The beauty is almost palpable.
To read Louis Daniel Brodsky's poetry is to unlock an interior meditation within us all . . . if only we can listen for it.
— Charles Rammelkamp, author of Castleman in the Academy, The Book of Life, The Secret Keepers, and Go to Hell
At the end of the first decade of
the twenty-first century, when technology and postmodern crises loom
large, Louis Daniel Brodsky pauses to listen to silences, to look at
horizons, and to speak to senses. In clear and comforting sounds, he
forces us to remember not tranquillity but the multitudes of life, the
vicissitudes that assault us and from which poetry, as a practice of
space, rescues us. This is nature poetry for our age and a seer's
clairvoyant vision, from Lake Nebagamon, which, in calming our everyday
lives, amidst this century's tumultuous fractures, reminds us of Walden
Pond and Thoreau's best contemplations.
— Thadious M. Davis, author of Games of Property: Law, Race, Gender, and Faulkner's Go Down, Moses and Nella Larsen, Novelist of the Harlem Renaissance: A Woman's Life Unveiled
A dock is a passageway to many things: to a boat; to feed oneself with fish; for sports; or simply to reflect on the massive nature of the world. At Dock's End: Poems of Lake Nebagamon, Volume Two is a collection of poetry from Louis Daniel Brodsky, as he continues to wax philosophical and poetic, looking out on his favored lake, with many thoughtful ideas.
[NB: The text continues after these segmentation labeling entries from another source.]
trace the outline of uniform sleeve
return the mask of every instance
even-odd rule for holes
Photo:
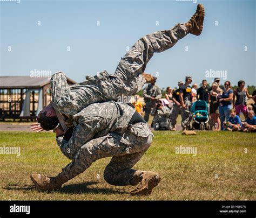
[[[62,152],[66,157],[72,159],[79,149],[92,139],[95,135],[104,129],[106,121],[101,117],[89,117],[78,121],[73,134],[69,141],[63,137],[56,139]]]
[[[143,90],[143,97],[144,99],[151,99],[151,96],[147,94],[147,88]]]
[[[161,89],[158,87],[157,90],[157,96],[156,99],[160,99],[162,97],[162,92],[161,92]]]
[[[67,116],[76,114],[78,107],[65,74],[62,72],[55,73],[51,78],[50,84],[53,107]]]

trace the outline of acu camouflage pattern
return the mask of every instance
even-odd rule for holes
[[[171,110],[166,106],[162,108],[154,108],[151,115],[154,116],[153,119],[154,130],[171,130],[172,126],[170,118]]]
[[[135,109],[122,103],[110,101],[91,104],[73,116],[75,129],[68,142],[62,137],[57,143],[62,153],[72,159],[78,149],[92,138],[116,132],[124,133]]]
[[[66,181],[83,172],[97,160],[113,157],[105,169],[104,179],[113,185],[136,185],[145,171],[132,168],[150,147],[152,136],[146,123],[138,123],[129,125],[123,133],[113,132],[93,138],[78,149],[72,162],[57,177]]]
[[[154,53],[172,47],[187,33],[185,25],[179,23],[171,30],[144,36],[121,59],[112,75],[104,71],[87,81],[69,86],[63,73],[53,74],[51,80],[53,107],[70,126],[72,116],[91,104],[116,101],[122,95],[137,94],[146,82],[140,74]]]

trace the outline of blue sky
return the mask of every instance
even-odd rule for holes
[[[222,83],[242,79],[255,85],[256,1],[196,2],[2,0],[0,75],[60,71],[81,82],[104,69],[113,73],[127,46],[145,34],[186,22],[200,3],[206,10],[201,36],[188,34],[155,54],[146,72],[158,72],[161,87],[177,86],[186,75],[199,84],[205,79],[212,82],[207,71],[226,72]]]

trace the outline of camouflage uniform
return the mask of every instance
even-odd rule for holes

At Dock's End is an excellent second offering, very much recommended.
— Midwest Book Review
BUY THE BOOK from Amazon.com
Four Hundred Fifty or So Paces
On this final morning of my five-day stay
In this gorgeous North Woods land of my renascence,
I make one more trek, four hundred fifty or so paces,
From my rented cabin, on the town-side shore of the lake,
Down to the boys’ camp, yet living in my past,
To commune with the shadows of my future.
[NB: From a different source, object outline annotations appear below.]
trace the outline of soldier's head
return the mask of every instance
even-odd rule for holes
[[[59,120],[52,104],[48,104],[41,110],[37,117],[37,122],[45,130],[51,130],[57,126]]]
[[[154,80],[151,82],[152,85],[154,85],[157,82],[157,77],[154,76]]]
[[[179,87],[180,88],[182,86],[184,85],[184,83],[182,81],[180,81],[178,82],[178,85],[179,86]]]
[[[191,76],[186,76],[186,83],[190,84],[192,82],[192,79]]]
Once inside the back gate,
I’m inundated by the dense scent of freshly greening trees,
Beckoning me into these coverts, to remain forever, if I desire.
But I only have time, today, for an abbreviated circuit,
A brief reading of nature’s legendary epic,
To remind myself how tied I am to its beauty and solitude.
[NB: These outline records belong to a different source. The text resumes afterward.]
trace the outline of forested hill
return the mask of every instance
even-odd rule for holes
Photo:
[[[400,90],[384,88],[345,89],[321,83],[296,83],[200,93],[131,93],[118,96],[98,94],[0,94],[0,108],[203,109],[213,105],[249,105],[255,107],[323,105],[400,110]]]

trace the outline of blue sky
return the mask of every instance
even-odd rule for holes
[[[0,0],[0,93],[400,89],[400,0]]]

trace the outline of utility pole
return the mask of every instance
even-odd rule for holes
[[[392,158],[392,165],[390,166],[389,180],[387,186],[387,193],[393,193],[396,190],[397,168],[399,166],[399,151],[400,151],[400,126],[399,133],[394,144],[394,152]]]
Amidst all these empty cabins, paths, spaces,
I listen, intently, for whispers from resident spirits,
Who might be calling me to return to childhood.
Gradually, the silence transforms itself into one voice:
A ubiquitous symphony, on the air,
Being performed, by songbirds, for me alone.
Leaving these woods predisposes my soul to melancholy,
Yet I know why my stay is necessarily evanescent.
Other designs are waiting to shape my destiny,
Among which are two flights I must take, before twilight,
Another pillow upon which to lay my head,
In a city apartment far from cabin and waves.
Now, I’ve gathered my four hundred fifty or so paces,
Each a steppingstone I’ve placed in my pockets,
In case sleep beckons my dreams back to Lake Nebagamon.